PROHIBITION OF SALES TO EEA RETAIL INVESTORS – The notes are not intended to be offered, sold or otherwise made available to and should not be offered, sold or otherwise made available to any retail investor in the European Economic Area ("EEA"). For these purposes, a retail investor means a person who is one (or more) of: (i) a retail client as defined in point (11) of Article 4(1) of MiFID II; or (ii) a customer within the meaning of Directive 2016/97/EU (as amended, the "Insurance Distribution Directive"), where that customer would not qualify as a professional client as defined in point (10) of Article 4(1) of MiFID II.

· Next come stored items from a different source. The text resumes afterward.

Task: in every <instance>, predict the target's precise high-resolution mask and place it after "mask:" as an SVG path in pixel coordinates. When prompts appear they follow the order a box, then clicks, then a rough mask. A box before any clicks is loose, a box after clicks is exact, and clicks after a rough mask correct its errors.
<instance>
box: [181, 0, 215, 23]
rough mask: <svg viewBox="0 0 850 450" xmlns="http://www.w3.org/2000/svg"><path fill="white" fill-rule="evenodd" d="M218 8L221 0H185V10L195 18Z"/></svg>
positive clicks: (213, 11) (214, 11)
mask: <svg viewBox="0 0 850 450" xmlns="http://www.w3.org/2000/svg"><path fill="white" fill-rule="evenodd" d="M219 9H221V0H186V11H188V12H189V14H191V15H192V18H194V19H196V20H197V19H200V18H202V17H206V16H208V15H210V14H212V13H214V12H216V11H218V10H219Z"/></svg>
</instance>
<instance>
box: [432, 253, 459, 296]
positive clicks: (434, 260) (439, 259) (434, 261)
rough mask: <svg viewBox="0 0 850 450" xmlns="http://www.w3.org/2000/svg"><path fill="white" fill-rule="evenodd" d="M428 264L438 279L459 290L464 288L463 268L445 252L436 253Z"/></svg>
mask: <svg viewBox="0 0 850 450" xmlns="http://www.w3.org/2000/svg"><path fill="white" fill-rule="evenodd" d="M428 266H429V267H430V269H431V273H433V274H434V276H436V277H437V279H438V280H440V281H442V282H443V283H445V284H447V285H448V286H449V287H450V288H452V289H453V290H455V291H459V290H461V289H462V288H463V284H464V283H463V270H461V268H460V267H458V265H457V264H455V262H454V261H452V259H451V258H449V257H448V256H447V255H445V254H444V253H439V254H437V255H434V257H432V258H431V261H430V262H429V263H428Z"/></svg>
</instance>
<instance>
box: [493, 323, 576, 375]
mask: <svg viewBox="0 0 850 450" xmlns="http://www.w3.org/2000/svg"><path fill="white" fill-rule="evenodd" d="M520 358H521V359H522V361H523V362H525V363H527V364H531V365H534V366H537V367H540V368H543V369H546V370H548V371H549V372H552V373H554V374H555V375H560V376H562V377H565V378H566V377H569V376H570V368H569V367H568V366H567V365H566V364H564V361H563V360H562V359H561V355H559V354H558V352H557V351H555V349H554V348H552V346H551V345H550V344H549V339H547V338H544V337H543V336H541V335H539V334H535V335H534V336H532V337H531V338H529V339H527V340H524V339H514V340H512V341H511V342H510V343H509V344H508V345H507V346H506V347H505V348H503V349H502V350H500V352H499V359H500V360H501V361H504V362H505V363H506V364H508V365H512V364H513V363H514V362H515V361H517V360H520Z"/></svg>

PROHIBITION OF SALES TO UK RETAIL INVESTORS – The notes are not intended to be offered, sold or otherwise made available to and should not be offered, sold or otherwise made available to any retail investor in the United Kingdom ("UK"). For these purposes, a retail investor means a person who is one (or more) of: (i) a retail client, as defined in point (8) of Article 2 of Regulation (EU) 2017/565 as it forms part of domestic law by virtue of the European Union (Withdrawal) Act 2018 ("EUWA"); or (ii) a customer within the meaning of the provisions of the Financial Services and Markets Act 2000, as amended (the "FSMA") and any rules or regulations made under the FSMA to implement Directive (EU) 2016/97, where that customer would not qualify as a professional client, as defined in point (8) of Article 2(1) of Regulation (EU) No 600/2014 as it forms part of domestic law by virtue of the EUWA.